The episode was the third of the season to be directed by Star Trek: The Next Generation alumnus LeVar Burton. He had previously directed two episodes in each of the first two seasons of the show. "The Forgotten" marked the first episode jointly written by Chris Black and David A. Goodman. They had each written several episodes of the series previously on a solo basis, and Goodman also wrote the Star Trek themed Futurama episode "Where No Fan Has Gone Before". Goodman praised Black for his work on the script saying Chris was "a very gifted writer who was also very confident and understanding of what the rules were for writing for Star Trek Enterprise."

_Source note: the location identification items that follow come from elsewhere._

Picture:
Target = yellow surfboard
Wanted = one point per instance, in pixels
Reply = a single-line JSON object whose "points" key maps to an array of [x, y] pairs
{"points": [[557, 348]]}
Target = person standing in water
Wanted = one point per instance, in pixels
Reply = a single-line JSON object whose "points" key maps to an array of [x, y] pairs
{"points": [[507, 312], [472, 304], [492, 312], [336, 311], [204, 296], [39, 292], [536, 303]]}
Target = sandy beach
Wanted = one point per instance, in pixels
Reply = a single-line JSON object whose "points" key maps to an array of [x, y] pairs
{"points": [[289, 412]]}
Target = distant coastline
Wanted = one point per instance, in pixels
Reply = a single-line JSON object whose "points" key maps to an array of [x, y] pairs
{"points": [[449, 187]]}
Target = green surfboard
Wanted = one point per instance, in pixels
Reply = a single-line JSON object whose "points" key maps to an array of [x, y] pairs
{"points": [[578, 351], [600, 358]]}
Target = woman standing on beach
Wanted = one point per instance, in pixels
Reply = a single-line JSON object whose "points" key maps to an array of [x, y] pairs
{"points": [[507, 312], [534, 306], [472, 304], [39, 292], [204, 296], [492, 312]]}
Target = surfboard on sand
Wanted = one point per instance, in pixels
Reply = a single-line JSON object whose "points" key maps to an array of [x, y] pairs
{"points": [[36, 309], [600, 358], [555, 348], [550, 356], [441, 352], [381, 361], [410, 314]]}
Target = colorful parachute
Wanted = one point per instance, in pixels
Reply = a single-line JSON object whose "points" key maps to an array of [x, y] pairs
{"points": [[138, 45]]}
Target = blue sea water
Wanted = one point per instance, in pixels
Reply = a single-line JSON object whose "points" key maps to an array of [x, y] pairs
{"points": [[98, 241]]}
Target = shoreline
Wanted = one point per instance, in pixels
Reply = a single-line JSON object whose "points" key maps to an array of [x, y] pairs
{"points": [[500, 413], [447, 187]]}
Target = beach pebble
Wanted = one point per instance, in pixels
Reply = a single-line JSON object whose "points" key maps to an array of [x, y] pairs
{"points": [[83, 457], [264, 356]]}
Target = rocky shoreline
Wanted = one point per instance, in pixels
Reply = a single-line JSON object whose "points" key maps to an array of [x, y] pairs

Both Randy Oglesby and Rick Worthy returned in their recurring guest roles as members of the Xindi council, while Bob Morrisey returned to Enterprise as a Reptilian Captain, having previously appeared in the episode "Stigma" as Doctor Strom. Joining in a brief appearance as an Engineer in "The Forgotten" was Seth MacFarlane, creator of the television series Family Guy. He made one further appearance in the series, in the season four episode "Affliction" where his character was given the name of Ensign Rivers.

Production began on "The Forgotten" on January 23, 2004 and overlapped with three other episodes. This meant that the first day's shoot only involved Connor Trinneer, Jolene Blalock and Kipleigh Brown. When filming resumed after the weekend, the rest of the cast joined in the shooting on "The Forgotten" using a variety of standing sets for the Enterprise showing damage resulting from the action in earlier episodes. An additional set which made its first appearance was the morgue on the ship, which was holding three Reptilian-Xindi from the episode "Carpenter Street". Filming concluded on February 2, with an additional special effects shoot for the outside hull effects on the following day with Trinneer and Dominic Keating. The remainder of the cast began filming on the following episode, "E²".

==Reception==
"The Forgotten" was first aired in the United States on UPN on April 28, 2004. According to Nielsen Media Research, it received a 2.2/4 percent share among adults. This means that it was seen by 2.2 percent of all households, and 4 percent of all of those watching television at the time of the broadcast. The episode broadcast after this episode, "E²", received the same ratings as "The Forgotten". This was an increase from the previous episode, "Damage", which had received a 2.0/3 percent share and was the lowest watched episode of the season.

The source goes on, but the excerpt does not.